Building Resilient Software: Circuit Breakers, Retries, and Failure Strategies That Actually Work

ruby

Building Resilient Software: Circuit Breakers, Retries, and Failure Strategies That Actually Work

Learn to build resilient software that survives network failures, database crashes & service outages. Master circuit breakers, retries, fallbacks & error handling patterns.

Feb 18, 2026

Building Resilient Software: Circuit Breakers, Retries, and Failure Strategies That Actually Work

Building software that can withstand unexpected problems is a craft. I think of it like building a house in a region with storms. You don’t just hope the weather stays nice. You design a roof that won’t leak, a foundation that won’t flood, and a structure that won’t collapse at the first strong wind. In our world, the storms are network timeouts, database hiccups, and third-party services going offline. Let’s talk about building software that doesn’t just crash when these things happen.
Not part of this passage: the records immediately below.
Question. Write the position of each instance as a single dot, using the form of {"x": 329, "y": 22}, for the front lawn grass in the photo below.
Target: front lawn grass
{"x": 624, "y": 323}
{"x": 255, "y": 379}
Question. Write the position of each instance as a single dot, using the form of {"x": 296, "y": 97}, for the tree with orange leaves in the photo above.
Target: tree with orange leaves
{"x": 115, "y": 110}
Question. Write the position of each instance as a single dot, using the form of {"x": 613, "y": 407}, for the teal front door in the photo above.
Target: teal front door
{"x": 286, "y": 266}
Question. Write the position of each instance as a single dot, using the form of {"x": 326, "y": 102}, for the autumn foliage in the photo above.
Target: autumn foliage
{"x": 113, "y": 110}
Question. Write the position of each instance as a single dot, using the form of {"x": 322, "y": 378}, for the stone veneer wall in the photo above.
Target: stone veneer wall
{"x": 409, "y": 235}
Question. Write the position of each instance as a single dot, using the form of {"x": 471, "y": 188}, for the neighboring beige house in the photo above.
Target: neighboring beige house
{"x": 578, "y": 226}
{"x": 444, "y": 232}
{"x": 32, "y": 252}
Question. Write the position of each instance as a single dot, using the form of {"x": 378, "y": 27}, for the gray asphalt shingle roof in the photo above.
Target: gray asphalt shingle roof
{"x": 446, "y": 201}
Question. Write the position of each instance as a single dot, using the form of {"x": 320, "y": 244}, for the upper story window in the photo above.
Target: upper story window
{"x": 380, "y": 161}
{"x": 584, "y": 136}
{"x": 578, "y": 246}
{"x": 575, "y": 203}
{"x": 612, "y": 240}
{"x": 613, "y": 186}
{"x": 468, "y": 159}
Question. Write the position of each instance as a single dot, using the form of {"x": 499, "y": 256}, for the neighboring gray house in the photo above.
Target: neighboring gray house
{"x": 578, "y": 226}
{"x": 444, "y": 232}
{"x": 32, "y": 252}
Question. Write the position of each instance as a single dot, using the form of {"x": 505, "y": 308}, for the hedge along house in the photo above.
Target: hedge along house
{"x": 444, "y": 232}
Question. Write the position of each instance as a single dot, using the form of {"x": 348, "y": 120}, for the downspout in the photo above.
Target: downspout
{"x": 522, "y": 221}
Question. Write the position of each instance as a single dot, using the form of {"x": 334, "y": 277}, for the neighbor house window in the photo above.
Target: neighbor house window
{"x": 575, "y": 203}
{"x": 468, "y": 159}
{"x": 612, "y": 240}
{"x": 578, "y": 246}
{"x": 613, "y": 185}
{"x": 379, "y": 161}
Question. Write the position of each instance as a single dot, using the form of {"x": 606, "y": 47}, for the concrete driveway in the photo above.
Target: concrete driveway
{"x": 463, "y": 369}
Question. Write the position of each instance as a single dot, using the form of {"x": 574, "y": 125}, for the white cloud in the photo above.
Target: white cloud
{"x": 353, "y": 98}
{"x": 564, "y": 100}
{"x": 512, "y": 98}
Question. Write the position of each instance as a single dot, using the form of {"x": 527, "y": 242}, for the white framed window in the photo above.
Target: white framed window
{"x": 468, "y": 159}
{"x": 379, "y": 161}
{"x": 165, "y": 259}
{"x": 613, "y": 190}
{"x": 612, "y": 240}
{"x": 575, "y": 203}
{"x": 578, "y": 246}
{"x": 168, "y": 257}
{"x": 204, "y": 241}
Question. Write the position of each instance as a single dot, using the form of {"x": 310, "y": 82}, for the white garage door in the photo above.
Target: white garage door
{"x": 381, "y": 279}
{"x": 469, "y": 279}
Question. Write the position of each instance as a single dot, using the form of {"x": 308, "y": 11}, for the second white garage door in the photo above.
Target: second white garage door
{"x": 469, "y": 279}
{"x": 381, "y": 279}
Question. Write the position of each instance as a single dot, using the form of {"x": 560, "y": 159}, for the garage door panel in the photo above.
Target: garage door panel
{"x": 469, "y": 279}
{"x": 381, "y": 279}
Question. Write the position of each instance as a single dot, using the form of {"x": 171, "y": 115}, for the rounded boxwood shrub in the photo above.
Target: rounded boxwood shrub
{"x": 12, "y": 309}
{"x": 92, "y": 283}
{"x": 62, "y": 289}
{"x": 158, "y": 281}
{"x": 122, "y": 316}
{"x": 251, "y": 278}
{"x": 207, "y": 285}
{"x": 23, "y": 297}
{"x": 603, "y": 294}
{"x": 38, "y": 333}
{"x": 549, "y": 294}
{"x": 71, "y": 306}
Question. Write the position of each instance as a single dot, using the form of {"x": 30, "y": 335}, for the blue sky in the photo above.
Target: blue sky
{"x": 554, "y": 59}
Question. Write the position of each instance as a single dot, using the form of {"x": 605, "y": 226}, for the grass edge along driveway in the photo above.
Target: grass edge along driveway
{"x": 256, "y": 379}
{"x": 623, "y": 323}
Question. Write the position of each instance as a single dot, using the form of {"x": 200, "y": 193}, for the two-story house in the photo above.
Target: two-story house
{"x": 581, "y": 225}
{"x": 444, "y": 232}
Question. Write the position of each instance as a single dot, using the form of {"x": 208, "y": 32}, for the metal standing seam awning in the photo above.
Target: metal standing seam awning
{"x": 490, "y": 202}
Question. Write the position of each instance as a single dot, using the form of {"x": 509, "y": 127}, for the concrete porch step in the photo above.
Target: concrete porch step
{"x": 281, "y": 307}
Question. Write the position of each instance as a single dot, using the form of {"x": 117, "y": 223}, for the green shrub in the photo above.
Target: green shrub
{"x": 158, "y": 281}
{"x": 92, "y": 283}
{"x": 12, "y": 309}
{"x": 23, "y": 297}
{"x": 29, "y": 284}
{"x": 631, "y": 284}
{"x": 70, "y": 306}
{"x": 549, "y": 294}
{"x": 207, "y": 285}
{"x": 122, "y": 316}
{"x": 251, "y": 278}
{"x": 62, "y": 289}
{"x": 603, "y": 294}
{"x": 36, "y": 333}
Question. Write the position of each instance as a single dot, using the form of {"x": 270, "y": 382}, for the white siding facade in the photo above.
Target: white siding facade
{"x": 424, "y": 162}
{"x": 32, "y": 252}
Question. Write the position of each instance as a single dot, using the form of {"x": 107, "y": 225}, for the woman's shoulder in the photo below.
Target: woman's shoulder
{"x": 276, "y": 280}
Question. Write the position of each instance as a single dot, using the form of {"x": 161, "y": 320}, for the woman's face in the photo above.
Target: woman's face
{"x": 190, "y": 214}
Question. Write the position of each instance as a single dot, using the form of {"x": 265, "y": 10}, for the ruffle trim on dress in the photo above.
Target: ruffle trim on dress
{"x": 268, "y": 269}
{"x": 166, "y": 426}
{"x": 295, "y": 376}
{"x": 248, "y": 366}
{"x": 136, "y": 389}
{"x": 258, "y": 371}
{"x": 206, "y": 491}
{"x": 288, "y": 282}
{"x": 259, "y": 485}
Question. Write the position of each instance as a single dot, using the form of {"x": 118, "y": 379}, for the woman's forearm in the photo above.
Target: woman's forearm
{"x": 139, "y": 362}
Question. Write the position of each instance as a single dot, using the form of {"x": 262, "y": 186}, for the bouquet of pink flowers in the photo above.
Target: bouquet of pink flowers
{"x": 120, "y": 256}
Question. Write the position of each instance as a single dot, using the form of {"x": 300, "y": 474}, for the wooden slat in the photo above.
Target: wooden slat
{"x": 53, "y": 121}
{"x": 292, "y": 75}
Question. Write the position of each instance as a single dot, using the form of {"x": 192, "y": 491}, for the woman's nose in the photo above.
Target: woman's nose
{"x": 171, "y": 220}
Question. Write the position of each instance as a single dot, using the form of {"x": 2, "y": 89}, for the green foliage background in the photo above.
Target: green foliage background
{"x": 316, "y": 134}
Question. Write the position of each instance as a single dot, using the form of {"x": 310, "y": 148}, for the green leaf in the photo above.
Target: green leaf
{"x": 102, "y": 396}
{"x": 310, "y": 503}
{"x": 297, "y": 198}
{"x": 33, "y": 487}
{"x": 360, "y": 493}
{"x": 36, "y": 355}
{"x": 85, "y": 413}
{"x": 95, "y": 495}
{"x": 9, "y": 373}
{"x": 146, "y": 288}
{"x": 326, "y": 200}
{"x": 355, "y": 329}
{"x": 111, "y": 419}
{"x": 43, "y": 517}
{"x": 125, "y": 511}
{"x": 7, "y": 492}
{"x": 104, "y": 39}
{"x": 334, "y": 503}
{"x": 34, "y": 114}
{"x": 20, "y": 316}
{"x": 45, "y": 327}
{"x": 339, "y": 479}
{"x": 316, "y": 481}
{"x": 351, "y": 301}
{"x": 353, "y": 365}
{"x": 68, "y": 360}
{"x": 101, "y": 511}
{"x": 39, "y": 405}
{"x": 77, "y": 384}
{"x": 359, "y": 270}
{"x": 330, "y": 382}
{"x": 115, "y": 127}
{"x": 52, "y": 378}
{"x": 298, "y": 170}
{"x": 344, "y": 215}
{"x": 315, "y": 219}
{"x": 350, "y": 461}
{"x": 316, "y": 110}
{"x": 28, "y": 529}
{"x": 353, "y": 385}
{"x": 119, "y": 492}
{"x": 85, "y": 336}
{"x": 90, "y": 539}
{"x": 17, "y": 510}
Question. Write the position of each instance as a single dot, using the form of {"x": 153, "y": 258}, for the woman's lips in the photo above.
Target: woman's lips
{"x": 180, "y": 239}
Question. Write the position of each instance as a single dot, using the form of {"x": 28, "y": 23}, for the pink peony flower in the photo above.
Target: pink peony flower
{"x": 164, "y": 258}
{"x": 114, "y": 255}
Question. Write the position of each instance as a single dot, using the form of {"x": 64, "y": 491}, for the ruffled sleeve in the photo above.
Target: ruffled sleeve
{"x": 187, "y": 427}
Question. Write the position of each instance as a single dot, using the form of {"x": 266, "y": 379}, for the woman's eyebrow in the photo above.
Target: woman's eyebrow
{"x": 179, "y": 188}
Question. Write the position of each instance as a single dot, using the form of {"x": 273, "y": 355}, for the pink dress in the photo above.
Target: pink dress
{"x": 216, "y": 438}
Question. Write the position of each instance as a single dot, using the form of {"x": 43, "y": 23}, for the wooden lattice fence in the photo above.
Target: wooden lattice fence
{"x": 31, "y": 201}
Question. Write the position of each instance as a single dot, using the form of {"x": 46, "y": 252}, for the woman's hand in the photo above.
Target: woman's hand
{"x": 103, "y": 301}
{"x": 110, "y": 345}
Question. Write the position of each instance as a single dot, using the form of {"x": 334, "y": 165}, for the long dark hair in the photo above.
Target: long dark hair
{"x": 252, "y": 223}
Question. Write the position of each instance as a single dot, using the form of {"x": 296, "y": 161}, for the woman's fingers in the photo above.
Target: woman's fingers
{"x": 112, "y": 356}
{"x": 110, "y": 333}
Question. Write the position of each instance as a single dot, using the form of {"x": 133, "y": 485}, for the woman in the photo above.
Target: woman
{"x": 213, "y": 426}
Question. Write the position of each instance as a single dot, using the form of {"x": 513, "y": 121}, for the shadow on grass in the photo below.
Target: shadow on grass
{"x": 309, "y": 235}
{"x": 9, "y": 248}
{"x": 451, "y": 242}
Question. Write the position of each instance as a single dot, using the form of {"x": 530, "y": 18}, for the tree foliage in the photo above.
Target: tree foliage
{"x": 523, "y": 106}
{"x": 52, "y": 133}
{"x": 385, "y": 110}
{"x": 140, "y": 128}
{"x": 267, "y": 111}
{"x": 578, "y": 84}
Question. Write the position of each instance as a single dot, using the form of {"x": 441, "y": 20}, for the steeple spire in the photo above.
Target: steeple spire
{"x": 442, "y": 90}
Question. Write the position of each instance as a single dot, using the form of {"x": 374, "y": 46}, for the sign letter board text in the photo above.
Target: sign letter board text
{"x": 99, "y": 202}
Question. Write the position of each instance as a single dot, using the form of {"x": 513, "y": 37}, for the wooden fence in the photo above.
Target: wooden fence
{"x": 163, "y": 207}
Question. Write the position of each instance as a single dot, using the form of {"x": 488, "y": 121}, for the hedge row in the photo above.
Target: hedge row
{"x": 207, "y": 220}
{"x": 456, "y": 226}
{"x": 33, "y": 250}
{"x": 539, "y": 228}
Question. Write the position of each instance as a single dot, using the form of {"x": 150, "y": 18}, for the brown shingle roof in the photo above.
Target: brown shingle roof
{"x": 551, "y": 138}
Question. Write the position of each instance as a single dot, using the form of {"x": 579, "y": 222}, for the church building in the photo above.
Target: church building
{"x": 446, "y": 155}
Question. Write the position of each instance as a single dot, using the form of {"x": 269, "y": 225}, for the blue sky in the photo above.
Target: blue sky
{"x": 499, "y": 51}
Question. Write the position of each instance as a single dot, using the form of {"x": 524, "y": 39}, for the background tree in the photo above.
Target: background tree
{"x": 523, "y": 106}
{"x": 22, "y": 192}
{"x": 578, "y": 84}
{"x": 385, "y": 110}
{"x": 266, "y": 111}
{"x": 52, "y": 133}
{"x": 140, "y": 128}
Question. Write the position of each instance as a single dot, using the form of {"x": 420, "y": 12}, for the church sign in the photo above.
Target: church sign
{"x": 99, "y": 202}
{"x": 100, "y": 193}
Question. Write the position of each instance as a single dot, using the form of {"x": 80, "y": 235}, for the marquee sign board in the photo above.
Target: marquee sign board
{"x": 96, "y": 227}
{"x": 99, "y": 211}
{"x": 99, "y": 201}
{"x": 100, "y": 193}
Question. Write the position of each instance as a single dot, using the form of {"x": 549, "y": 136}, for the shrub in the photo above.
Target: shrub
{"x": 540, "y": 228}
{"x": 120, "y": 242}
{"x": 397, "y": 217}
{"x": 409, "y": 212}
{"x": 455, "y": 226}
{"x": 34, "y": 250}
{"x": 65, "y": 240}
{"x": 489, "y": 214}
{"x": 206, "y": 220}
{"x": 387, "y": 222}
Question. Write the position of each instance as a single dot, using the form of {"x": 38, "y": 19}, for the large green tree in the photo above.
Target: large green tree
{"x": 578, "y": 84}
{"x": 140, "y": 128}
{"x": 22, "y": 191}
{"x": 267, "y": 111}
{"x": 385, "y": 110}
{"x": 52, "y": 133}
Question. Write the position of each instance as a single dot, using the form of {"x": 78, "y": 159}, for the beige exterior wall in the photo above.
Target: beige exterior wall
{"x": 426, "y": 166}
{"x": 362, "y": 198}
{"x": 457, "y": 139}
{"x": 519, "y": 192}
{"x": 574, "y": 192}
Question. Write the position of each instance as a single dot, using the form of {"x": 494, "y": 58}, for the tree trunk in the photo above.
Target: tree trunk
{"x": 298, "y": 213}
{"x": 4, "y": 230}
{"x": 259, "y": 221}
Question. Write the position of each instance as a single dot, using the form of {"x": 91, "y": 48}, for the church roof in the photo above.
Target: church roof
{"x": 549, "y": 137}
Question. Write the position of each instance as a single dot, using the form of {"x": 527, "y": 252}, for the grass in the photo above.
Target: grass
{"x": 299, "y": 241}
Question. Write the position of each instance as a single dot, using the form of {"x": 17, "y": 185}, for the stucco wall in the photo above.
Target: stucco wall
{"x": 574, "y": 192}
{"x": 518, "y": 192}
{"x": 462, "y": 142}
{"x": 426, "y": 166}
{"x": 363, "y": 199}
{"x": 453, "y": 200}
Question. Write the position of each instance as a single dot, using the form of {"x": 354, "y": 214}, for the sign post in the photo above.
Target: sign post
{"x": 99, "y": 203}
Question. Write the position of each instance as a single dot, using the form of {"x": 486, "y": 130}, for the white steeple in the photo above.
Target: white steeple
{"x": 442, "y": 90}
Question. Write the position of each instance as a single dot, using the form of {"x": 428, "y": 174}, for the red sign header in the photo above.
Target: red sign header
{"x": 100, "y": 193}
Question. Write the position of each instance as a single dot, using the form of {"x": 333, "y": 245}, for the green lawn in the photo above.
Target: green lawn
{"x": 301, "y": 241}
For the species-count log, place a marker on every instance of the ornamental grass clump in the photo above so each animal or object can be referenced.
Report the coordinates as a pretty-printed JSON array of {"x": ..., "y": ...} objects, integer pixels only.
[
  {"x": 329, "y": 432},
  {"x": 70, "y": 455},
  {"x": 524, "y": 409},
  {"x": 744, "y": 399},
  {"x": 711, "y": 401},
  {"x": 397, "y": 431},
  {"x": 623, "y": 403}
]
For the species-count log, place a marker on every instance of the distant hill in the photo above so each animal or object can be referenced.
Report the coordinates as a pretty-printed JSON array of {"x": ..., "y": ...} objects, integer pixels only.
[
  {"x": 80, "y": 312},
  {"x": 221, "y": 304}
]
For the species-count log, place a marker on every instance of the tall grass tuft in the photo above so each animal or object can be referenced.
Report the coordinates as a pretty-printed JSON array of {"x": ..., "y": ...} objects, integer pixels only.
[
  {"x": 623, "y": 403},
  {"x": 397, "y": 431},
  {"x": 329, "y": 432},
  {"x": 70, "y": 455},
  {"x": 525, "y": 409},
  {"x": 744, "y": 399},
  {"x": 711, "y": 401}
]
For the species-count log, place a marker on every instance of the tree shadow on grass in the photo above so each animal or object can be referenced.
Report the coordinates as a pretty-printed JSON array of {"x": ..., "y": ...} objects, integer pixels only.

First, consider what happens when you call an external service, like a payment gateway. If it starts responding slowly or failing, your application might keep trying. Each attempt uses a thread, waits, and eventually fails. This can quickly use up all your server’s resources, causing your entire app to slow down or crash because one small external part is broken. This is a cascading failure.

We can prevent this with a pattern that acts like an electrical circuit breaker. When a service fails too many times, we “trip” the breaker. All further calls immediately fail fast, without even trying the service. This gives the failing system time to recover. After a set period, we cautiously try again to see if it’s healthy.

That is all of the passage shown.